Decreto Salvini, ondata di no anche dalla Sardegna

Cresce la rivolta dopo la presa di posizione di Orlando: contrari anche Alghero, Cagliari, Nuoro, Sassari e la Regione: legge disumana contro gli immigrati

CAGLIARI. La rivolta contro il decreto sicurezza si estende in Sardegna. Il via lo aveva dato ieri 2 gennaio il sindaco di Palermo Leoluca Orlando. E la scossa si è trasferita in Sardegna eraccogliendo consensi. A cominciare dal sindaco di Alghero Mario Bruno, che ha sottolineato di "non temere Salvini" e proseguendo con la Regione, e ancora i sindaci di Cagliari, Nuoro e Sassari. Il coro è unanime: "Non rinunciamo all'accoglienza, il decreto porterà solo maggiore insicurezza.

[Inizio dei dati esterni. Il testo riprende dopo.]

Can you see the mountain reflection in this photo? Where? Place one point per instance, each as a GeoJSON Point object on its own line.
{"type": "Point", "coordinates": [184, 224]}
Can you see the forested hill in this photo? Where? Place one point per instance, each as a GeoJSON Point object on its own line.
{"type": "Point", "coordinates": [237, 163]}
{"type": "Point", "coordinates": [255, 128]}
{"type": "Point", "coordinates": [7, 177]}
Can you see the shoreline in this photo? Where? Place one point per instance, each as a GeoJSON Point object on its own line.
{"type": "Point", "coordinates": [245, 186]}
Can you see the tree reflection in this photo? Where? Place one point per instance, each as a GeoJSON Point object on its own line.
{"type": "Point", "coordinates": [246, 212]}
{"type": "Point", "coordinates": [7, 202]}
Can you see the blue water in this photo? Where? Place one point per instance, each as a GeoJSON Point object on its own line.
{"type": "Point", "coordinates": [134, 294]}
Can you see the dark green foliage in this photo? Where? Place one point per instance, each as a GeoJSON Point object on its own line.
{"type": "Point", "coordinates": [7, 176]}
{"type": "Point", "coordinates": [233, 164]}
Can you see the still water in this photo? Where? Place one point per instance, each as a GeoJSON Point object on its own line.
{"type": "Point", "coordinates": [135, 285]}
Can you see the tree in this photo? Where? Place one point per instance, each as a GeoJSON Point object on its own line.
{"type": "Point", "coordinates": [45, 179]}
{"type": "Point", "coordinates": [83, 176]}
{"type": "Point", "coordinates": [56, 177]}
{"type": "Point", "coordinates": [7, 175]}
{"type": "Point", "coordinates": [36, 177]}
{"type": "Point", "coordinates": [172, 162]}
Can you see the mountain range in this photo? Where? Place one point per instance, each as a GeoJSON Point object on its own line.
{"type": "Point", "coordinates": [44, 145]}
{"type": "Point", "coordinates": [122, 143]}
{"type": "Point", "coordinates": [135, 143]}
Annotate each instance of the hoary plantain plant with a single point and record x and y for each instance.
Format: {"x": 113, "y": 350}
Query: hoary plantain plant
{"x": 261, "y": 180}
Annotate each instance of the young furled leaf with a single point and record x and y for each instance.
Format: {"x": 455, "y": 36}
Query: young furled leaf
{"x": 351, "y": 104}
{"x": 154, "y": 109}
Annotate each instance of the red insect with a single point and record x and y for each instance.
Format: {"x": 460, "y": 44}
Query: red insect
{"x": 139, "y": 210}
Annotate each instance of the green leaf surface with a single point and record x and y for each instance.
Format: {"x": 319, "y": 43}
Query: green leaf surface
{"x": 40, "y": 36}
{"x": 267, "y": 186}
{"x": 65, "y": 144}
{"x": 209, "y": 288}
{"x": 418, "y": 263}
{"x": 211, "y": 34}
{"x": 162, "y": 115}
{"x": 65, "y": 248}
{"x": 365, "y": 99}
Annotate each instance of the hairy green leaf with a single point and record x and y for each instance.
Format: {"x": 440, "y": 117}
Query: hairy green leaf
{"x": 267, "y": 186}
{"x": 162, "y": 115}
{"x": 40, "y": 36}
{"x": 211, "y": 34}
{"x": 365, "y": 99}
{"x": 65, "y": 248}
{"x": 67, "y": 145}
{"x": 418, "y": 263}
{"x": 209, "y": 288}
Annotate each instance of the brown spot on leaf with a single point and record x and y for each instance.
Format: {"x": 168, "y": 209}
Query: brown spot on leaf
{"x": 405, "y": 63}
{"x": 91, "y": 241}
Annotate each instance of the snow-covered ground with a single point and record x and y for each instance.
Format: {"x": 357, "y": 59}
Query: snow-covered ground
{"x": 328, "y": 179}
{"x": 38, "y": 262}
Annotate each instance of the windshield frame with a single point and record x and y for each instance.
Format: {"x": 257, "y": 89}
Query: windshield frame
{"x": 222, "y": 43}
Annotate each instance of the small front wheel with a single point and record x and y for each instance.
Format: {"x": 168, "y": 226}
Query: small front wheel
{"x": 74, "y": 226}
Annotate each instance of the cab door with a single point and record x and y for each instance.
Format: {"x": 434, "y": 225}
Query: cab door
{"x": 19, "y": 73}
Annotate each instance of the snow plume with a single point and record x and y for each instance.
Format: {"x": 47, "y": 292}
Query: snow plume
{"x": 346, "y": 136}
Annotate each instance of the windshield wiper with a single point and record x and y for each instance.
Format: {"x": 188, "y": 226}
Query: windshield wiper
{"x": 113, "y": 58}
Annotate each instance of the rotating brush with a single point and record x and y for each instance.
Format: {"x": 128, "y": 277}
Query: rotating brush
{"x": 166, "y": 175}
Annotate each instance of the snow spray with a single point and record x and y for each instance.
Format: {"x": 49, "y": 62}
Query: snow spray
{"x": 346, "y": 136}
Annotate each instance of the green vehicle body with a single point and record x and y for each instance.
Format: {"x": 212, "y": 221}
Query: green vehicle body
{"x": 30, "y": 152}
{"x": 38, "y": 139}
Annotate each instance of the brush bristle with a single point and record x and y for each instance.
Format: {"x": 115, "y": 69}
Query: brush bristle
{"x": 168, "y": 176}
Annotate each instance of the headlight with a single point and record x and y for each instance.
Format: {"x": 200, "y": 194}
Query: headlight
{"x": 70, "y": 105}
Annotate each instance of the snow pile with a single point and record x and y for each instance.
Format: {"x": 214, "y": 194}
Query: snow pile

Sassari. «Nella nostra città è in atto un percorso di accoglienza e integrazione al quale non siamo disposti a rinunciare». Lo ha detto il sindaco di Sassari, Nicola Sanna, a proposito della polemica sul dl sicurezza e la minaccia di disobbedienza da parte di un gruppo di primi cittadini. «Questa mattina ho incontrato i funzionari del Comune per chiedere loro di essere informato di ogni richiesta che arriva all'anagrafe - spiega Sanna - valuterò di volta in volta la situazione e interverrò, se necessario, come primo ufficiale dell'anagrafe». Il sindaco di Sassari sottolinea che «nessun diritto deve essere negato: nei prossimi giorni - annuncia - incontrerò, insieme alle assessore competenti, i responsabili dei Cas e del progetto Sprar per monitorare la situazione in città».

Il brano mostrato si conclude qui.